L’ex-conseiller de l’Élysée sous Jacques Chirac affirme également avoir supervisé « une douzaine, voire une quinzaine » de remises d’argent entre 1997 et 2005. « J’estime à environ 50 millions d’euros l’ensemble de ces ‘dons' », assure-t-il.
« Je veux être un obstacle à la marche de Dominique de Villepin vers l’Élysée »
« Le talon d’Achille de Dominique de Villepin, c’est l’argent, le luxe, l’aisance », cingle encore Robert Bourgi, qui semble aussi, à travers l’entretien, vouloir régler ses comptes avec l’ancien ministre des Affaires étrangères. Dominique de Villepin avait mis fin aux activités de Robert Bourgi, chargé entre 1997 et 2005 de gérer les « gestes d’amitié » des chefs d’État africains à l’égard de Jacques Chirac, lorsqu’il avait accédé à la fonction de Premier ministre, rappelle Le Parisien.

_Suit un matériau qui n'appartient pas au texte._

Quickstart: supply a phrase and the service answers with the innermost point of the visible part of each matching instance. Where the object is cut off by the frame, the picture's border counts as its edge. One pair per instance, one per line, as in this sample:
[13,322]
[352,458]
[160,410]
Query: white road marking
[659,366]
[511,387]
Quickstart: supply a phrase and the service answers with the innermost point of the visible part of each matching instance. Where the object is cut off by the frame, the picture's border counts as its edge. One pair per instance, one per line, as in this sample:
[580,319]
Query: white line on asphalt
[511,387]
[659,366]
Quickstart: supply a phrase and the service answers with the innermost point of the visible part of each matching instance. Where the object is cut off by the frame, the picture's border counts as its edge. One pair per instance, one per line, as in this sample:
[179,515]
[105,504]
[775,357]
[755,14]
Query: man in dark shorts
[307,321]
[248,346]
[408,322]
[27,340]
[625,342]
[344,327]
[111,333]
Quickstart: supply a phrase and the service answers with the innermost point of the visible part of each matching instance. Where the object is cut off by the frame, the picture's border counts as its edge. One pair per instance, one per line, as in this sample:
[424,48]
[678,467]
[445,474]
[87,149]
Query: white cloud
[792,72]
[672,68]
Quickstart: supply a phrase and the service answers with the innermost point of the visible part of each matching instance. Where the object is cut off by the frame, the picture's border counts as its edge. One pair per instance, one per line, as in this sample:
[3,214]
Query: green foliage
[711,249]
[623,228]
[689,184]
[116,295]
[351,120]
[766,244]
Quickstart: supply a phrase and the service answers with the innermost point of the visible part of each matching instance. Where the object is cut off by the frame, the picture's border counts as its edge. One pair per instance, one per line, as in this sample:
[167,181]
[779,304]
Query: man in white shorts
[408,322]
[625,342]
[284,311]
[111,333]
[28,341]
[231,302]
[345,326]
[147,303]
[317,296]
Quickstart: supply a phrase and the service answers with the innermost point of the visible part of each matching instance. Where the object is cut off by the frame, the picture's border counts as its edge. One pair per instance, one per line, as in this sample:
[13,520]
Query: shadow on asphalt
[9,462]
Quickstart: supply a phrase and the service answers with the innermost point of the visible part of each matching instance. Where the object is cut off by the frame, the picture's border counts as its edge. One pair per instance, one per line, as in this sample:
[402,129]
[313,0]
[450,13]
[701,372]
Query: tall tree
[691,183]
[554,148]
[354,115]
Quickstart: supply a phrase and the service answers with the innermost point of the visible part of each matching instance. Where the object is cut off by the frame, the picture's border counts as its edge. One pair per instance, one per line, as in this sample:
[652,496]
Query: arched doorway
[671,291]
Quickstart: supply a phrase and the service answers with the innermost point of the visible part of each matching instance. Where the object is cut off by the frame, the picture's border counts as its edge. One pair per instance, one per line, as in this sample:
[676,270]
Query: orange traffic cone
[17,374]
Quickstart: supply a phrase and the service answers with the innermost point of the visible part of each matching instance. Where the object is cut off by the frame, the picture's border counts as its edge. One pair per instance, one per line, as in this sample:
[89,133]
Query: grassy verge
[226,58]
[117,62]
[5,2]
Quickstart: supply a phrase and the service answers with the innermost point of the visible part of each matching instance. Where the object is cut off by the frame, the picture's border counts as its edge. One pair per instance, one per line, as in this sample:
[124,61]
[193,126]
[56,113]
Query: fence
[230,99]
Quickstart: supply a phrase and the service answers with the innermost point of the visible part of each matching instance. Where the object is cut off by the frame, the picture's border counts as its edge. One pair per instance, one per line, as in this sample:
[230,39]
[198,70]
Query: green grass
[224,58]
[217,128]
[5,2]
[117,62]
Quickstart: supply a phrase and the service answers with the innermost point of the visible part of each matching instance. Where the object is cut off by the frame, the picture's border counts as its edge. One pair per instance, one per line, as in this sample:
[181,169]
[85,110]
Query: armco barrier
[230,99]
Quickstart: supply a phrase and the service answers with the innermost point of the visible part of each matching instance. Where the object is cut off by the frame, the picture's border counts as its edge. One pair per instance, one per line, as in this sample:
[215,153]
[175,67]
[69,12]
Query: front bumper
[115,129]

« J’ai dénoncé tout cela dès 2011 dans une interview au JDD, et aussi dans mon livre en 2024. Mais oui, je le reconnais : je veux être un obstacle à la marche de Dominique de Villepin vers l’Élysée », admet l’ex-conseiller. Contacté par Le Parisien, Dominique de Villepin voit, lui, derrière ces déclarations l’ombre de Nicolas Sarkozy, dont Robert Bourgi serait « le vieux et fidèle relais », sans réagir sur le fond.
Le magazine « Complément d’enquête », diffusé le 30 avril dernier, a révélé que Dominique de Villepin, possible candidat à l’élection présidentielle de 2027, aurait reçu pour 125 000 euros de cadeaux. L’homme d’affaires et ex-conseiller Robert Bourgi aurait servi d’intermédiaire. À noter que si la somme des cadeaux vaudrait dix fois plus que les costumes de François Fillon (il avait reçu pour 13 000 euros de costumes Arnys de la part de Robert Bourgi en 2016), les accepter n’avait, à l’époque, rien d’illégal. Dominique de Villepin ne risque donc rien au regard de la loi.